Venture Capital, In-Kind Distributions, and Registered Investment Advisors
Yesterday’s post was about in-kind distributions that venture capital (VC) funds make to their limited partners (LPs). A friend pointed out that some larger funds, such as Sequoia, A16Z, Thrive, and a few others, may be focusing more on making in-kind distributions to their LPs. These and other firms are starting to become registered investment advisors (RIAs), which my friend assumes is related to making in-kind distributions. I’ve been reading about funds becoming RIAs, and I don’t think it’s related to making in-kind distributions to LPs.

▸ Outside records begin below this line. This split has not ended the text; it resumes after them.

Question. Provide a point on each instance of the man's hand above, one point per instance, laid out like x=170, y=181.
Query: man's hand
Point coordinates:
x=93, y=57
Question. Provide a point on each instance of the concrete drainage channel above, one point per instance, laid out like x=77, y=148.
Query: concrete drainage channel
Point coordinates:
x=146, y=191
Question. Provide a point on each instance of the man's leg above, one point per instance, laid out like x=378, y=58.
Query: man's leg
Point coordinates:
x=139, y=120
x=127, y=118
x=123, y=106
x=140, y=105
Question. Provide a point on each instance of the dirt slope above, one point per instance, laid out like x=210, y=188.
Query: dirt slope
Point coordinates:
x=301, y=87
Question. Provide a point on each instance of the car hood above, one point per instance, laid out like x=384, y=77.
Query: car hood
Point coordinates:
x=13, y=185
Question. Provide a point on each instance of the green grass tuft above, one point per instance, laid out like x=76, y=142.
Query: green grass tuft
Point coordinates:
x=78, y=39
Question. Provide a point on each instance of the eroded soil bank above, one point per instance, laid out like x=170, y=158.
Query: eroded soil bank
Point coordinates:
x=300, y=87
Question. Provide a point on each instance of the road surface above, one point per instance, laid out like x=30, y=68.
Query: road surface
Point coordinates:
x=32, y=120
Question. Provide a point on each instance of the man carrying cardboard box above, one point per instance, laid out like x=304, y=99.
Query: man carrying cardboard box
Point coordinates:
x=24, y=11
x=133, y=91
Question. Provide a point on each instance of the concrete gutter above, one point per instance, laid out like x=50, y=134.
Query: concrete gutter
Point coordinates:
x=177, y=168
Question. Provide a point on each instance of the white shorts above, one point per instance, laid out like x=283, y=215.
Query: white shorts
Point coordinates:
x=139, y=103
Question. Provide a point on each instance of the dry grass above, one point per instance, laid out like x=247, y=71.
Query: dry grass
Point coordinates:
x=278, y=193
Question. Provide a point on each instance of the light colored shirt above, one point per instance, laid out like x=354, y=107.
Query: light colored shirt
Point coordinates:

A VC fund that makes an early-stage investment in a company doesn’t need to be an RIA to do in-kind distributions. If one of the fund’s portfolio companies goes public or is acquired in a deal where some or all the purchase price is paid in stock of the acquiring company, the general partners can distribute that equity to their LPs. There may be reasons to wait to do so: for example, an IPO lockup period or wanting the acquirer’s equity value to increase before distributing stock to LPs. There are nuanced rules around VC funds holding a material percentage of fund assets in something other than private companies, but I won’t get into those details.
All the firms my friend mentioned are run by very smart people who have had a lot of success over several years. I don’t have any inside information on their strategic reasons for becoming RIAs, and I’m curious and plan to learn more. I wouldn’t be surprised if it’s related to their ability to invest in and hold a broader variety of assets for a longer period. Said differently, I wouldn’t be surprised if it allows them to expand their firms into areas outside traditional venture capital investing.